In a critical breakthrough for Democrats, changes made in the talks allowed Richard Trumka, president of the AFL-CIO labor union, to approve of the deal. Just last month, Trumka was calling for Democrats to delay a vote as long as possible. Trumka on Tuesday said changes made in labor standards and enforcement in Mexico were enough for the labor union to agree to the deal.
“We demanded a trade deal that benefits workers and fought every single day to negotiate that deal; and now we have secured an agreement that working people can proudly support,” Trumka said in a statement.
While the House can take up USMCA and vote on it as early as next week, it’s more of a challenge for the trade deal to clear the Senate in 2019. Senate Finance Chairman Charles Grassley, R-Iowa, had expressed concern over whether that could happen. A spokesman for Grassley, in an email to DTN, stated a vote this year is unlikely.
“It all depends on when USTR submits text and the House votes. It’s possible, but unlikely, given the calendar. It could happen early in 2020,” Grassley’s spokesman stated.
Agricultural groups have pressed hard to get Congress to commit to the deal. Zippy Duvall, president of the American Farm Bureau Federation, on Tuesday called for swift passage of the trade pact as farmers look for some economic opportunities to boost incomes.
“Agriculture is at a critical crossroads with the downturn in commodity prices, losses from natural disasters and the trade war,” Duvall said. “This is an opportunity for Congress not only to help U.S. farmers and ranchers turn the corner on trade, but also show that Washington can still get things done on a bipartisan basis.”
Duvall added that USMCA ratification “would build on the momentum of the U.S.-Japan agreement,” another recent trade deal that will provide duty parity for the U.S. with some of Japan’s other major trading partners.

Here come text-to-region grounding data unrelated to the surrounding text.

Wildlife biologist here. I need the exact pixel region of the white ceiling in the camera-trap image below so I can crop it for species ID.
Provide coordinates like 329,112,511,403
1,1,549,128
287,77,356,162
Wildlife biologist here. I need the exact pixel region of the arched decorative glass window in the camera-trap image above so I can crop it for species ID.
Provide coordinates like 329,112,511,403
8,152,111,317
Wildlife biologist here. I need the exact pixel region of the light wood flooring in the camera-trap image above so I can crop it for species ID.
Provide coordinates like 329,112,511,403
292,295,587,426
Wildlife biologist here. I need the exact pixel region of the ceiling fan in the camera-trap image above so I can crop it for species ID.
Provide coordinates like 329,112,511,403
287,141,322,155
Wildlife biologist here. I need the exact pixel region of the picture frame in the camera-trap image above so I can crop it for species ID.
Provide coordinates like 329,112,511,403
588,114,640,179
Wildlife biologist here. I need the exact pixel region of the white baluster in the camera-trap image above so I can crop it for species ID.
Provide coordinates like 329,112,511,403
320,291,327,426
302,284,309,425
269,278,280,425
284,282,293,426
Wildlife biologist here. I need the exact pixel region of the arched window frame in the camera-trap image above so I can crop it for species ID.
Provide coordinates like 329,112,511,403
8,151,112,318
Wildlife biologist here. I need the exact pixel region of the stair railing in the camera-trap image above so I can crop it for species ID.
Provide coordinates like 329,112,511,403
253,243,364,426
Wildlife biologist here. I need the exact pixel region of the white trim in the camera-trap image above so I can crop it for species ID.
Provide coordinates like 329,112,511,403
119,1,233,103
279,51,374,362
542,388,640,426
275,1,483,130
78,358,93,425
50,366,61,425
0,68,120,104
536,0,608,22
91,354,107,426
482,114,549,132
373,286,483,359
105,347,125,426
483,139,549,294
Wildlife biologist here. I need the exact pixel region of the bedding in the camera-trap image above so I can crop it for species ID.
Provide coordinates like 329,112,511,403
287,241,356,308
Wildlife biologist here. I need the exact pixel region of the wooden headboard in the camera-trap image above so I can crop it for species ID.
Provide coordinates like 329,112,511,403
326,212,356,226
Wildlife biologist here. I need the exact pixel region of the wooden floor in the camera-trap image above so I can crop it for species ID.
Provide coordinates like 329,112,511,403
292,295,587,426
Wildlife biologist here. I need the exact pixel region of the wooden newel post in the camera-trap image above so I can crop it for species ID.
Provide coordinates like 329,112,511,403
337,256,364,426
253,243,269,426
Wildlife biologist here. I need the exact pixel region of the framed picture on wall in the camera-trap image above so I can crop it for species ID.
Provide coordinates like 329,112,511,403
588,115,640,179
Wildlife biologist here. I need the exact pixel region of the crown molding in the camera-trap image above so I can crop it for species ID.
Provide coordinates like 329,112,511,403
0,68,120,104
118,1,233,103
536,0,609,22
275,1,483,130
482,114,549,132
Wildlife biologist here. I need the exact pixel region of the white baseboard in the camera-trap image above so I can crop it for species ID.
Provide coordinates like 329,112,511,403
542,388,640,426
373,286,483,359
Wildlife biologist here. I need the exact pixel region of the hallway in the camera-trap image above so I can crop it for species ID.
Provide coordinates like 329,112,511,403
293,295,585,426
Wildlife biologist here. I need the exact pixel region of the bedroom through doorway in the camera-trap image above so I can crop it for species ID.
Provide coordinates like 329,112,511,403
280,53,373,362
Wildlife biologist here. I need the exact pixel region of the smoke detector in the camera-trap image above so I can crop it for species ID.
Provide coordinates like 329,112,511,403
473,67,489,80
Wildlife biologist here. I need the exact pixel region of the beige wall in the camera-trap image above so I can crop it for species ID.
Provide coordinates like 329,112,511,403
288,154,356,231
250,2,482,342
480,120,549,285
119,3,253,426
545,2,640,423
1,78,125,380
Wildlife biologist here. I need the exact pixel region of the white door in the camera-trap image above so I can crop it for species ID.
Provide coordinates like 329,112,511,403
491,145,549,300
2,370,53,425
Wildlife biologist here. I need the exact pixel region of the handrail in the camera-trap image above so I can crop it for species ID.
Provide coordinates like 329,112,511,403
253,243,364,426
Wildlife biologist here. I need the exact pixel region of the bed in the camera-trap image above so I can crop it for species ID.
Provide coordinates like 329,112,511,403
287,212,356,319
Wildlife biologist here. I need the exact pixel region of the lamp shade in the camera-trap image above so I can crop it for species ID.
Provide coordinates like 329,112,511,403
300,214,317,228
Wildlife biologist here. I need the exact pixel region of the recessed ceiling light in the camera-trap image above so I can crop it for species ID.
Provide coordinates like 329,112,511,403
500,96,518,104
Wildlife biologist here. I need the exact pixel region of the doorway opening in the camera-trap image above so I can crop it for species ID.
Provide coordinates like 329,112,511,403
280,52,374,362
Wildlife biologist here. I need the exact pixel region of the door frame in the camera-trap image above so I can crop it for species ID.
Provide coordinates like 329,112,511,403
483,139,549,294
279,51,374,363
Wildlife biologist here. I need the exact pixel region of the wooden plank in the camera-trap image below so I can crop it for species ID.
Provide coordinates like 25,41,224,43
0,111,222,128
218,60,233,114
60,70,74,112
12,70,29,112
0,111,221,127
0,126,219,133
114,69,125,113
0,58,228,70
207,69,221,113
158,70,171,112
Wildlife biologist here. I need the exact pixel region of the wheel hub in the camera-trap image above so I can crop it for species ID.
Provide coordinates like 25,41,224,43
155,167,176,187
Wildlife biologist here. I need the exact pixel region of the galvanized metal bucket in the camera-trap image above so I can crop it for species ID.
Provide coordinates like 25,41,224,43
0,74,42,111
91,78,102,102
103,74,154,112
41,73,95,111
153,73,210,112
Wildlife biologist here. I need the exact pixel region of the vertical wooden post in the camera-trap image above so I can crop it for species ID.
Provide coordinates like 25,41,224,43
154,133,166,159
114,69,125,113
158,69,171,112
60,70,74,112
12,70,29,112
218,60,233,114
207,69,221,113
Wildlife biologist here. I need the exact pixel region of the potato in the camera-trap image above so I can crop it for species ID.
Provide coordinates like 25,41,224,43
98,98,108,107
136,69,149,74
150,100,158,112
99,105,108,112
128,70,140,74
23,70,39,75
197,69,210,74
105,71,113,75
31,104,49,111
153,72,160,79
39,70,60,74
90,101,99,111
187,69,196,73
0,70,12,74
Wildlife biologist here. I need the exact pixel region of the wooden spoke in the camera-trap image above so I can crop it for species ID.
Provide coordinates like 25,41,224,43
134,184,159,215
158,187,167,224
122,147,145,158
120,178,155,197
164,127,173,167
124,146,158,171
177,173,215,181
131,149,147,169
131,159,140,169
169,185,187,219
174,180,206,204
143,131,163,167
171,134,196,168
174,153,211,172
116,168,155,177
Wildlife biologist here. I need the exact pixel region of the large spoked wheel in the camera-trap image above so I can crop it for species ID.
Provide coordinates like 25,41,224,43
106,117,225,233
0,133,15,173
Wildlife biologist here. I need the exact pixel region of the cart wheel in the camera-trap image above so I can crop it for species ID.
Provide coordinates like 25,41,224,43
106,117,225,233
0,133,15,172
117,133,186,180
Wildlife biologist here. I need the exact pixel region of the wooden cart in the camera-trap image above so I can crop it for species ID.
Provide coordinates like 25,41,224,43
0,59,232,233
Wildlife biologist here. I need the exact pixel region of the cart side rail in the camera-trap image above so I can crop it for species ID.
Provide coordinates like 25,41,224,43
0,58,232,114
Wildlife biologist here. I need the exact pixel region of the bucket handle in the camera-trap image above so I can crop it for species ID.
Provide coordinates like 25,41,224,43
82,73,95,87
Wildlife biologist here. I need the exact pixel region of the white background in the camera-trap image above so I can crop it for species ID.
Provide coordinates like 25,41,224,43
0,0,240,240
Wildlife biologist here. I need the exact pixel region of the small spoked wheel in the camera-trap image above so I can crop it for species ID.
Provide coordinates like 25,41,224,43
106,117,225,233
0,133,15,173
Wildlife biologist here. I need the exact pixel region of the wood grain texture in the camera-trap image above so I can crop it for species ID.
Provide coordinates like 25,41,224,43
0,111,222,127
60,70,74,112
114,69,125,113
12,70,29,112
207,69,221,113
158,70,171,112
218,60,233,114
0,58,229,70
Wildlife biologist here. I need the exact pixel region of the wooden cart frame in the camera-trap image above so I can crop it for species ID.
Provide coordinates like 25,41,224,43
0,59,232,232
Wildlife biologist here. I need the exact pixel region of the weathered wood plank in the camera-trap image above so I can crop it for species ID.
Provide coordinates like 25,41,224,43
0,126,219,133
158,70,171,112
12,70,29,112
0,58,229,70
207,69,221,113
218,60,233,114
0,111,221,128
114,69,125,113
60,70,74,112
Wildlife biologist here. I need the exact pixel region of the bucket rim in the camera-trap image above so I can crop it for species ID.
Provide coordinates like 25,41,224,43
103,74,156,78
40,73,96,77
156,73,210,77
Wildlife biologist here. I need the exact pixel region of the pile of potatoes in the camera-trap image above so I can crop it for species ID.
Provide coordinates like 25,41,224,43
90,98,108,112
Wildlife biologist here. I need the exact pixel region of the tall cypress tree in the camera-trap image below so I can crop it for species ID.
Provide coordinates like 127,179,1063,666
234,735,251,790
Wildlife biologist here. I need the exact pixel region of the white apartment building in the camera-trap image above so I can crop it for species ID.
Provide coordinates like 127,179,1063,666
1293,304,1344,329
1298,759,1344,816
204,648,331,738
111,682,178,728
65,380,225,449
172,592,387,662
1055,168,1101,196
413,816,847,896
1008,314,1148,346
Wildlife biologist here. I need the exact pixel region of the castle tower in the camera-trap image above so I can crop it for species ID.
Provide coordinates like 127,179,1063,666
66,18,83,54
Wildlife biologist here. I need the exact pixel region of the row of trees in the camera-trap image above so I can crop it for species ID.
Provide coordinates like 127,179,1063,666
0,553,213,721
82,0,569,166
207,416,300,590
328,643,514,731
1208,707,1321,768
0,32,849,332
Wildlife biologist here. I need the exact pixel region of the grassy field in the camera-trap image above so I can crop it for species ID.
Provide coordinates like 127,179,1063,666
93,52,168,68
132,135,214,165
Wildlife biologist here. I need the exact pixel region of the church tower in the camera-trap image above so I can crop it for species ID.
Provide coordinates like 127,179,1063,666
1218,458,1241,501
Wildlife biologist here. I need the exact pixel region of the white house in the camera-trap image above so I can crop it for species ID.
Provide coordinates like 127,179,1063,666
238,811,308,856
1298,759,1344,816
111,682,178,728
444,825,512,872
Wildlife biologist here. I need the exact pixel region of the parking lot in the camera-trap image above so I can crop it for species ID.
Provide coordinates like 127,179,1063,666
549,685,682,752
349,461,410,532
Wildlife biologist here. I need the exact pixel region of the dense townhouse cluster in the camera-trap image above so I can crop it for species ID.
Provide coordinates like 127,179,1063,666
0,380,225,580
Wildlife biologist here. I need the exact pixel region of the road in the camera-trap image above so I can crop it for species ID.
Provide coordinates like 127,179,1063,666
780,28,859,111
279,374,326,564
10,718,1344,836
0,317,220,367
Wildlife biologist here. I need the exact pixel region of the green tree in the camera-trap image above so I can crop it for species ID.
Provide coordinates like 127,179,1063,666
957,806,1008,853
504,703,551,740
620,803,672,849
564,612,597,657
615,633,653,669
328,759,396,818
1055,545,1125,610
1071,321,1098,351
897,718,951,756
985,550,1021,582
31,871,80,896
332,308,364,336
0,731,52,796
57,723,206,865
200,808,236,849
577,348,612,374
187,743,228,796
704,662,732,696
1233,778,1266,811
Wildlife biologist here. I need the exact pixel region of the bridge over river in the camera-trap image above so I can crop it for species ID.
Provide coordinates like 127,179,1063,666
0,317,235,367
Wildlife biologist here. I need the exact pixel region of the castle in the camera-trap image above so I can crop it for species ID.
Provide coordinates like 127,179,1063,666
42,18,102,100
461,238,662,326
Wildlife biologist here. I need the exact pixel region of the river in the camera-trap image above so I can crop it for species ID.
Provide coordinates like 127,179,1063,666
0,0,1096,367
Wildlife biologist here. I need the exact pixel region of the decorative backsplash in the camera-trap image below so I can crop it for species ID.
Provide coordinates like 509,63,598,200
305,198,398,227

Angela Hofmann, co-executive director for Farmer for Free Trade, a coalition put together by agricultural groups, stated the deal reached “is welcome news and relief for American farmers. Now it’s time to get the bill passed before politics can get in the way. Farmers and ranchers will be watching closely to ensure that their members of Congress are standing up for American agriculture.”
Iowa farmer Kevin Ross, president of the National Corn Growers Association, said the agreement, and passage, will help farmers close out 2019 with a win for America’s farmers and the U.S. economy.
“NCGA’s top legislative priority in 2019 has been passing USMCA,” Ross said. “Today’s announcement brings us one step closer to ratifying this important agreement and securing the future of our trading relationship with Mexico and Canada, the top export market for U.S. corn farmers. It’s been a brutal year for many farmers who really need the certainty this would provide for agricultural trade.”
The deal is also somewhat of a relief for some Midwest freshmen Democrats in Congress who were feeling pressure from farmer constituents over the long negotiations and impeachment. Rep. Cindy Axne, D-Iowa, for instance, had pushed aggressively on USMCA because her district is heavily agricultural.
“This agreement would provide certainty for farmers and producers by ending the threat of back-and-forth retaliatory tariffs that this administration has pursued. I am thankful that the House Working Group and U.S. Trade Representative Lighthizer worked in good faith and negotiated a better deal for all Americans and did so before the year end,” Axne said.